The paper tackles the problem of accurate orientation estimation for underwater robots, which is affected by various noise types, by proposing DANAE, a deep denoising autoencoder that works on Kalman filter IMU/AHRS data. The method significantly improves Kalman filter results, showing robustness and reliability, with potential for real-time navigation applications.
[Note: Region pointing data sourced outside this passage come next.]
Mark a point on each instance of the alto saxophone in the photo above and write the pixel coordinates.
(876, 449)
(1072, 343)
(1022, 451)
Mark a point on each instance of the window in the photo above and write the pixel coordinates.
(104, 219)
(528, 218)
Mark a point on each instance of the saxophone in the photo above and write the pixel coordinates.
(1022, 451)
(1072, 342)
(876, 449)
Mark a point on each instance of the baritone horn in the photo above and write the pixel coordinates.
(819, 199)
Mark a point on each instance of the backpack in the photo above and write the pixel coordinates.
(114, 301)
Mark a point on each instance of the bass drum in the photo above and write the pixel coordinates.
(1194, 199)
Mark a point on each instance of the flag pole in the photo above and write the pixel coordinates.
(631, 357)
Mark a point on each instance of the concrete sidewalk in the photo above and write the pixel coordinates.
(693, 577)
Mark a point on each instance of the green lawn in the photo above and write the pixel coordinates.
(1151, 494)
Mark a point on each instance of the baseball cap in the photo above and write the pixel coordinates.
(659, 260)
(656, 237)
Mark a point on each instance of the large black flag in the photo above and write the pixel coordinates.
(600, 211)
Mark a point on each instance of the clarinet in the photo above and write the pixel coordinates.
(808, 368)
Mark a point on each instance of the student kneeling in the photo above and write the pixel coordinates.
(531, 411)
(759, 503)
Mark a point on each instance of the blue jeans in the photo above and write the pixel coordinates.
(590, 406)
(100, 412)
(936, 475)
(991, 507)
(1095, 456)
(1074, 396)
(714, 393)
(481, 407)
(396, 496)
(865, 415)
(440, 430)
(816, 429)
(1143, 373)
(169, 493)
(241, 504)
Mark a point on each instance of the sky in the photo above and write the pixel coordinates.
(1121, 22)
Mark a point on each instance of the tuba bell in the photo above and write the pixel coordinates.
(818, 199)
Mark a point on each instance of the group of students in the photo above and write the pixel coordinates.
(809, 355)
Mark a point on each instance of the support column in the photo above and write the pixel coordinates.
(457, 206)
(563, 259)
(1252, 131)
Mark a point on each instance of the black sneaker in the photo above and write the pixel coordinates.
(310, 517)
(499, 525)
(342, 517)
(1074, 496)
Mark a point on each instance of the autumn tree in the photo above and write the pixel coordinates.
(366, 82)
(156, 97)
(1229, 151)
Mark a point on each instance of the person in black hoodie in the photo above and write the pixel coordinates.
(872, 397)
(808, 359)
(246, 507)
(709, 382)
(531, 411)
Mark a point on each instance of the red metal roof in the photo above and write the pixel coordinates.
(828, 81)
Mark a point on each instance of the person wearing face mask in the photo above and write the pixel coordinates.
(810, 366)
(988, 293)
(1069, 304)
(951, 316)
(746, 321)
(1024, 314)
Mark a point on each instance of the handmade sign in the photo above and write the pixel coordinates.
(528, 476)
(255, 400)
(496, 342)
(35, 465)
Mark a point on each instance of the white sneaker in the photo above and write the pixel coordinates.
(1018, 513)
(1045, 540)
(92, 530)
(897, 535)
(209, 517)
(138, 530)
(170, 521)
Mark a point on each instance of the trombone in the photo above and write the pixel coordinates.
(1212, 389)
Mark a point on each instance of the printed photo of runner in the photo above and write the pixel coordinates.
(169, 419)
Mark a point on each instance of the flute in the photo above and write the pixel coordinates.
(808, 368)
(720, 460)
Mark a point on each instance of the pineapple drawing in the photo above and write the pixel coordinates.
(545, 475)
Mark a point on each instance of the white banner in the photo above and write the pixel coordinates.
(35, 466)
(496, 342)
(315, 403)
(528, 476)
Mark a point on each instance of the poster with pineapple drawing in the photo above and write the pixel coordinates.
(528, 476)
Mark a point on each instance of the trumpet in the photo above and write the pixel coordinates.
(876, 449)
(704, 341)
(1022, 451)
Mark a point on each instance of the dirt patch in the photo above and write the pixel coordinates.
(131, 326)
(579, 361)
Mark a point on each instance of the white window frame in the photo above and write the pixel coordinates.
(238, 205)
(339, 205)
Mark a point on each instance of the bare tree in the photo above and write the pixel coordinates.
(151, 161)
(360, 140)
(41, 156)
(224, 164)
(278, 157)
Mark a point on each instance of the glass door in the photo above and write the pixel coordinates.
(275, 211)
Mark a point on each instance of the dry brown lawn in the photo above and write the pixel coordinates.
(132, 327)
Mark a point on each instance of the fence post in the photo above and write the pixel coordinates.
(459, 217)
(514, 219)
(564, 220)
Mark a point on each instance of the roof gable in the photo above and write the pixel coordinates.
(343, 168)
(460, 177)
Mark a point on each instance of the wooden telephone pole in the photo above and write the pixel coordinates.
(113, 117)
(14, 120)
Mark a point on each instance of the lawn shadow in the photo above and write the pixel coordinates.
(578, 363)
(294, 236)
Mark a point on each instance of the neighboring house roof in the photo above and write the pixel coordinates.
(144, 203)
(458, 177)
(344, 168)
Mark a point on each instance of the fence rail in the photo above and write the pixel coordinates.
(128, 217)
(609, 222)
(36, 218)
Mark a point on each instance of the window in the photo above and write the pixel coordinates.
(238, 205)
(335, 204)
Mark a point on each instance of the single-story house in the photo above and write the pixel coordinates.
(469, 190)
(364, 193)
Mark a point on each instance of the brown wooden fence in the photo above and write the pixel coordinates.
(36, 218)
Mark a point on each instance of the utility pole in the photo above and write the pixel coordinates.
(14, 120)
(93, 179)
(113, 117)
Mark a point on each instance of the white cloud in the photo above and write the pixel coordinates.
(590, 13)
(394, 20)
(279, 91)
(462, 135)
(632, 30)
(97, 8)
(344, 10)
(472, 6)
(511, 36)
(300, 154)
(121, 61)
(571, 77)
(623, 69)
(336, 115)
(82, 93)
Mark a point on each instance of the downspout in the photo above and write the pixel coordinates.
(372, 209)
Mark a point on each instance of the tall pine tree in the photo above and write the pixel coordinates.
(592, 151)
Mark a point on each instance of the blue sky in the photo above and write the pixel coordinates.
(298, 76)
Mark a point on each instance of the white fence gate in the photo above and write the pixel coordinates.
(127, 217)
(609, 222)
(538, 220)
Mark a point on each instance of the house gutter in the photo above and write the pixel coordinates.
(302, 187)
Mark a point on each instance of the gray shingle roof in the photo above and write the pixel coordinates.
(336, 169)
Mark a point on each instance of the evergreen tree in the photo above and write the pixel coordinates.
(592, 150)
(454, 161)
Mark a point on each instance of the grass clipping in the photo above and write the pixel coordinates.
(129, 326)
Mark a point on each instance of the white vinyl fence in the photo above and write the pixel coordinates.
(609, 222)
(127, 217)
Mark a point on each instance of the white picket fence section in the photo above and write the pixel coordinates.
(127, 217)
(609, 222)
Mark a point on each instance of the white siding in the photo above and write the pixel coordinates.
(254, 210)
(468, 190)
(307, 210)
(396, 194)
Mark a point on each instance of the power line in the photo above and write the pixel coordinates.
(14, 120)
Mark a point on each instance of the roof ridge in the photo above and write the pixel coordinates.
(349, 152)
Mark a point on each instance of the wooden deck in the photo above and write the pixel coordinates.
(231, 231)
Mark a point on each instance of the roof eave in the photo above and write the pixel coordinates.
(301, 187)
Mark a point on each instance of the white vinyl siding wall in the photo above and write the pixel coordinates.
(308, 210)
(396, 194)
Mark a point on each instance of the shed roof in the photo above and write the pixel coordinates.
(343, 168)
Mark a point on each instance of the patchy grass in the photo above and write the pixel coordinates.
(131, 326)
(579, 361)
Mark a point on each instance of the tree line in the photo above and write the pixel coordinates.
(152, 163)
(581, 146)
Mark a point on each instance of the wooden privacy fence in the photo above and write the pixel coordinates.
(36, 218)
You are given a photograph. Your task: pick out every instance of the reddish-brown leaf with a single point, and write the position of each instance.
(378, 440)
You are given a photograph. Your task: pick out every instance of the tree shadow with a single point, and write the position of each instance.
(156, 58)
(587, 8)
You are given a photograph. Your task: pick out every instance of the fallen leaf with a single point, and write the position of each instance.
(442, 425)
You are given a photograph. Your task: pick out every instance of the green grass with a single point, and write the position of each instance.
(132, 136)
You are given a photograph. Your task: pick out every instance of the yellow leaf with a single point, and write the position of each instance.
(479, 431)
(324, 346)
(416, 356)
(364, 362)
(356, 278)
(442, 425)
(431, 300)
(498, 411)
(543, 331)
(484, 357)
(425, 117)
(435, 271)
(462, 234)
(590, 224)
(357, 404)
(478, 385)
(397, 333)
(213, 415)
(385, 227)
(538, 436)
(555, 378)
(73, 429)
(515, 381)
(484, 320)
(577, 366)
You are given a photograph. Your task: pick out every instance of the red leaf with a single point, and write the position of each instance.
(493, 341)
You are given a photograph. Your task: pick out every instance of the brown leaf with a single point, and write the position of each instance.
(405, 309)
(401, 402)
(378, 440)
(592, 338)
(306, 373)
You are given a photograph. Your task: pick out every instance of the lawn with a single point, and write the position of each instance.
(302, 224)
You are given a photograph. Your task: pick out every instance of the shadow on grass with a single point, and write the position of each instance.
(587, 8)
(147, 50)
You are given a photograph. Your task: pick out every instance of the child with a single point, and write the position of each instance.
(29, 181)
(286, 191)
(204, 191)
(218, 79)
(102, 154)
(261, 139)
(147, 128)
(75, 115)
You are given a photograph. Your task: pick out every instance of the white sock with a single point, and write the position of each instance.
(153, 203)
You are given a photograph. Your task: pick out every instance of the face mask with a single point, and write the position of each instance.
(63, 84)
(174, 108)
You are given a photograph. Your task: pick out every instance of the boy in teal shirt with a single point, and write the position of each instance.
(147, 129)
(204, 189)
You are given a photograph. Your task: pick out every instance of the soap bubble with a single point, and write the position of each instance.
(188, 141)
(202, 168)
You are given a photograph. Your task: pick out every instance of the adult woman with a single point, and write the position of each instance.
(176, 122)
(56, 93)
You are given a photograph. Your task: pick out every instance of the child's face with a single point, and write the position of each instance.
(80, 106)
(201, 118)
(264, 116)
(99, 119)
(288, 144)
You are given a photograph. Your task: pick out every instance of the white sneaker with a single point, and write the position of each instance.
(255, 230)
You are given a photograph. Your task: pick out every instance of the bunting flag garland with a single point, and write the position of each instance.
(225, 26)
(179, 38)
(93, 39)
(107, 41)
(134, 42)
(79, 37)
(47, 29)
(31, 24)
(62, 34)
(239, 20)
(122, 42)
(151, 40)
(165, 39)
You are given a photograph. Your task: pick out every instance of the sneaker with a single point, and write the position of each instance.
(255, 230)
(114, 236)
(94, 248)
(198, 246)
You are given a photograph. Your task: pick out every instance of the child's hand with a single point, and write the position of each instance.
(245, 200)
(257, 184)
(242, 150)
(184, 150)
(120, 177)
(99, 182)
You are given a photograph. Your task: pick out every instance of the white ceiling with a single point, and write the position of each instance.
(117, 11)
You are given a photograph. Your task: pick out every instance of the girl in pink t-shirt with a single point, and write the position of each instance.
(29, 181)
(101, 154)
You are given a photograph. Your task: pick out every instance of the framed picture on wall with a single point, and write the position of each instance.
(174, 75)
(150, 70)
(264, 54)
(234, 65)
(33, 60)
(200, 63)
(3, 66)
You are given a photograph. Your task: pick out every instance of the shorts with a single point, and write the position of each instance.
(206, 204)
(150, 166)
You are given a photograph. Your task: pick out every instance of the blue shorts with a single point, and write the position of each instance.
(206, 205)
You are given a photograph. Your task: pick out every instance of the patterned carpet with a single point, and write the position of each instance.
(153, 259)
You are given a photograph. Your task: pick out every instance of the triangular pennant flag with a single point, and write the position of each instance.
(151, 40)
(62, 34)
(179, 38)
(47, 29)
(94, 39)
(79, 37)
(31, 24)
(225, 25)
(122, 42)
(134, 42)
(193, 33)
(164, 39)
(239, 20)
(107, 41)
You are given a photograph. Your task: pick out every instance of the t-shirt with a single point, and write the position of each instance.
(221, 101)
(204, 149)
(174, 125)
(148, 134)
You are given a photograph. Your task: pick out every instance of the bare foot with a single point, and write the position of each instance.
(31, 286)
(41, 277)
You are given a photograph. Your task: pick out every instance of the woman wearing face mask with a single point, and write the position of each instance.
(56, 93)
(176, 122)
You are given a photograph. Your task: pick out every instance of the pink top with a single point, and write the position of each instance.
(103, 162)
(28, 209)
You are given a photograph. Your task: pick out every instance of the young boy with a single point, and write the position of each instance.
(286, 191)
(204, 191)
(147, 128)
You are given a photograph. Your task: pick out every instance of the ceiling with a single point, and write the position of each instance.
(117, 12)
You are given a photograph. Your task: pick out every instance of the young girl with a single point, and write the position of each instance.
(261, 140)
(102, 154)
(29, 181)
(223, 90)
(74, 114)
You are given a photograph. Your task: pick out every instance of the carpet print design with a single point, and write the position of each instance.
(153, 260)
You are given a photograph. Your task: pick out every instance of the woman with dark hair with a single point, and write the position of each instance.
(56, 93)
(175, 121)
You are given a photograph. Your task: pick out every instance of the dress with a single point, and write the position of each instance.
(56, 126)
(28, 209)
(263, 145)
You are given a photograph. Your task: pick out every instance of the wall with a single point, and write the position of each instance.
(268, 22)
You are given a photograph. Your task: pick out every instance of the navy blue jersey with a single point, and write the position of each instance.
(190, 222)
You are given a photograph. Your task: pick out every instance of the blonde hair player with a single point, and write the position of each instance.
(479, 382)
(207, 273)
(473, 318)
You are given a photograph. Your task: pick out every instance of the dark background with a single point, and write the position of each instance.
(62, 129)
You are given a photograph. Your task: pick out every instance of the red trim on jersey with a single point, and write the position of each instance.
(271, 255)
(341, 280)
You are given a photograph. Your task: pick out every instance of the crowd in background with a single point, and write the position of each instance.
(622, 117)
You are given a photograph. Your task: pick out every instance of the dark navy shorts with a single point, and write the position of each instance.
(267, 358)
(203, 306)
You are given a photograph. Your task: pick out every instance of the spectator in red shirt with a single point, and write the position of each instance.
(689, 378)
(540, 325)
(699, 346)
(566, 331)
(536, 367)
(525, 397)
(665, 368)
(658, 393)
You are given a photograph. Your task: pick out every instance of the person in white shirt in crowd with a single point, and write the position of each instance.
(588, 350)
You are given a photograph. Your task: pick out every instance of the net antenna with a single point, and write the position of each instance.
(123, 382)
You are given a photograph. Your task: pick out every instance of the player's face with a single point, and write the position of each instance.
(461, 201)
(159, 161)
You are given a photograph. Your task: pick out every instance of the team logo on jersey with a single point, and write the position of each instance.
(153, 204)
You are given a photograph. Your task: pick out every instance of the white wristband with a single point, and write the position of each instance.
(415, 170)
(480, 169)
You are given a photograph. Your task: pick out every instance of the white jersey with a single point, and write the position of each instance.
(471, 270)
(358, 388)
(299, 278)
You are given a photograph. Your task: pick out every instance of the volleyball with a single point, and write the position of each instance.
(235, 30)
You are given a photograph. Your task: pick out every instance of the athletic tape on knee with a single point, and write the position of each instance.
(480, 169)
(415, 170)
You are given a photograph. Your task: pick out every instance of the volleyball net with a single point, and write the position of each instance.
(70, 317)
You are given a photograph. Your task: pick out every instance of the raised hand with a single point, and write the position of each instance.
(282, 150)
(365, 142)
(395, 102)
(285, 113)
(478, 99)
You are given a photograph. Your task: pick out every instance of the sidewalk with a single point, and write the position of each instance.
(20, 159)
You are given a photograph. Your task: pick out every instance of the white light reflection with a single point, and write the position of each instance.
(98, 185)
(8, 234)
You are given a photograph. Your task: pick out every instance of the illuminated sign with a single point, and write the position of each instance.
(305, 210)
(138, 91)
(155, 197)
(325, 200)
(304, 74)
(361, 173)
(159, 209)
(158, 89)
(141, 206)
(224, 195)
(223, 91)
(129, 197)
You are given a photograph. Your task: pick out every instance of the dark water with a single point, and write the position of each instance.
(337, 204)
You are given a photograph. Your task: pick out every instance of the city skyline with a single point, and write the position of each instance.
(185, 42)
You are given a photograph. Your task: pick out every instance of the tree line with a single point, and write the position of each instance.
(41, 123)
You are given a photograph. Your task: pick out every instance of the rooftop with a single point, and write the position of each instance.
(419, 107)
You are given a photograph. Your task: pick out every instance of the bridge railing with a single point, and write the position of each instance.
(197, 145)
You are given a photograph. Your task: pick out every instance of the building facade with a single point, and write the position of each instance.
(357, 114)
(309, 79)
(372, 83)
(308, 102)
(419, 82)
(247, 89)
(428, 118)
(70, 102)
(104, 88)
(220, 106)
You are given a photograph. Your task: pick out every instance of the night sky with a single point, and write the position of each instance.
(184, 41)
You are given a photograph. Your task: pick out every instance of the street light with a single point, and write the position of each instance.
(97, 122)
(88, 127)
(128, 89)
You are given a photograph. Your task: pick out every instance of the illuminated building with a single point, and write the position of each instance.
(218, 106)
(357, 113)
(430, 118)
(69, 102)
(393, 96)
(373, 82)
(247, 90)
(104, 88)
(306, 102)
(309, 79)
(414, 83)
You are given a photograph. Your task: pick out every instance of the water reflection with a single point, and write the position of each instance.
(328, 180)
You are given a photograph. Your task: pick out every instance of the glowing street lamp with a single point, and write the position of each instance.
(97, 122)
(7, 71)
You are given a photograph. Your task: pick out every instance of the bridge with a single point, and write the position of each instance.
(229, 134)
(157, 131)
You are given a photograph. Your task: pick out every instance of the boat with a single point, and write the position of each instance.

One of the main issues for underwater robots navigation is their accurate positioning, which heavily depends on the orientation estimation phase. The systems employed to this scope are affected by different noise typologies, mainly related to the sensors and to the irregular noise of the underwater environment. Filtering algorithms can reduce their effect if opportunely configured, but this process usually requires fine techniques and time. In this paper we propose DANAE, a deep Denoising AutoeNcoder for Attitude Estimation which works on Kalman filter IMU/AHRS data integration with the aim of reducing any kind of noise, independently of its nature. This deep learning-based architecture showed to be robust and reliable, significantly improving the Kalman filter results. Further tests could make this method suitable for real-time applications on navigation tasks.